Do not know if this mail got lost in between or no one noticed it!
On Thu, 2010-12-23 at 11:05 +0530, Sushant Sinha wrote:
Just a reminder that this patch is discussing how to break url, emails
etc into its components.
>
> On Mon, Oct 4, 2010 at 3:54 AM, Tom Lane <tgl@sss.pgh.pa.us> wrote:
> [ sorry for not responding on this sooner, it's been hectic
> the last
> couple weeks ]
>
> Sushant Sinha <sushant354@gmail.com> writes:
>
> >> I looked at this patch a bit. I'm fairly unhappy that it
> seems to be
> >> inventing a brand new mechanism to do something the ts
> parser can
> >> already do. Why didn't you code the url-part mechanism
> using the
> >> existing support for compound words?
>
> > I am not familiar with compound word implementation and so I
> am not sure
> > how to split a url with compound word support. I looked into
> the
> > documentation for compound words and that does not say much
> about how to
> > identify components of a token.
>
>
> IIRC, the way that that works is associated with pushing a
> sub-state
> of the state machine in order to scan each compound-word
> part. I don't
> have the details in my head anymore, though I recall having
> traced
> through it in the past. Look at the state machine actions
> that are
> associated with producing the compound word tokens and
> sub-tokens.
>
I did look around for compound word support in postgres. In particular,
I read the documentation and code in tsearch/spell.c that seems to
implement the compound word support.
So in my understanding the way it works is:
1. Specify a dictionary of words in which each word will have applicable
prefix/suffix flags
2. Specify a flag file that provides prefix/suffix operations on those
flags
3. flag z indicates that a word in the dictionary can participate in
compound word splitting
4. When a token matches words specified in the dictionary (after
applying affix/suffix operations), the matching words are emitted as
sub-words of the token (i.e., compound word)

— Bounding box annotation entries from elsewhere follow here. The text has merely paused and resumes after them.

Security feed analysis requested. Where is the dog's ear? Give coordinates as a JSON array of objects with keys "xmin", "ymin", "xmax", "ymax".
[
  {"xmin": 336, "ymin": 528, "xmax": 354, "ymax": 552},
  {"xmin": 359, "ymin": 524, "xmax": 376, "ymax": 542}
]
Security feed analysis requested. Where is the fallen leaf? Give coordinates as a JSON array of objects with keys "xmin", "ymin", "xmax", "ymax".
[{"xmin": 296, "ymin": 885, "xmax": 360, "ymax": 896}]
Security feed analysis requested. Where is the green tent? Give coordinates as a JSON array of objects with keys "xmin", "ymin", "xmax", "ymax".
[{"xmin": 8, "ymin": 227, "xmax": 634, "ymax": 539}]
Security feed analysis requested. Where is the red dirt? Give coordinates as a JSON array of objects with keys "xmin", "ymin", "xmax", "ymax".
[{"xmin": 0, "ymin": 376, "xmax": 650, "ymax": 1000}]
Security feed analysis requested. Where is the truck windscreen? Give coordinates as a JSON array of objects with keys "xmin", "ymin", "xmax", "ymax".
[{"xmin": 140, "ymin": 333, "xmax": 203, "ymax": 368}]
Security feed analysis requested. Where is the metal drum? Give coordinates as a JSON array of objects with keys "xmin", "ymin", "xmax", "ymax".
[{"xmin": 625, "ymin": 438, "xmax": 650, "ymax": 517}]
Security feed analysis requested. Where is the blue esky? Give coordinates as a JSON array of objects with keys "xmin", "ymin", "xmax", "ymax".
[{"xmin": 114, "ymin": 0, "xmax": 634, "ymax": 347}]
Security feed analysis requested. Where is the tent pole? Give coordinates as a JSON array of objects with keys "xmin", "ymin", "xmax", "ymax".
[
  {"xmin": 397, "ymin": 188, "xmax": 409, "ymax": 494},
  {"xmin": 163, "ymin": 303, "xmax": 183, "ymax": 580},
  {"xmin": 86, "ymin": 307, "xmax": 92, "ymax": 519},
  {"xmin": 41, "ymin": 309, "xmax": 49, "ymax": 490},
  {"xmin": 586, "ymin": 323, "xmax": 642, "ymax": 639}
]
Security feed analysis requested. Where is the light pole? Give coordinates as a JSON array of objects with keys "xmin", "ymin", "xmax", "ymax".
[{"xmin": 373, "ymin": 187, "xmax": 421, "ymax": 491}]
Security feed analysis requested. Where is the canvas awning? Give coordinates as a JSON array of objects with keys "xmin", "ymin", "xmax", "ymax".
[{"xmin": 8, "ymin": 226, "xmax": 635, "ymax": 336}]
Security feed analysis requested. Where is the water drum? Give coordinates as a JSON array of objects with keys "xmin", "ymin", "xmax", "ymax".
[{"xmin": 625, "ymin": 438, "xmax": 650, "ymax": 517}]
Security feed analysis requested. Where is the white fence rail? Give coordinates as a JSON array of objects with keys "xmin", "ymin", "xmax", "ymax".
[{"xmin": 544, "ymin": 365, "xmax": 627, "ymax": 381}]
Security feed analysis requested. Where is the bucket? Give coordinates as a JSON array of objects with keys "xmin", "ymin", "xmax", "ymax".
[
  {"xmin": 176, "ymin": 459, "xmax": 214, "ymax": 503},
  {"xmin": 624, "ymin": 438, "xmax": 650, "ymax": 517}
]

If my above understanding is correct, then I think it will not be
possible to implement url/email splitting using the compound word
support.
The main reason is that the compound word support requires the
"PRE-DETERMINED" dictionary of words. So to split a url/email we will
need to provide a list of *all possible* host names and user names. I do
not think that is a possibility.
Please correct me if I have mis-understood something.
-Sushant.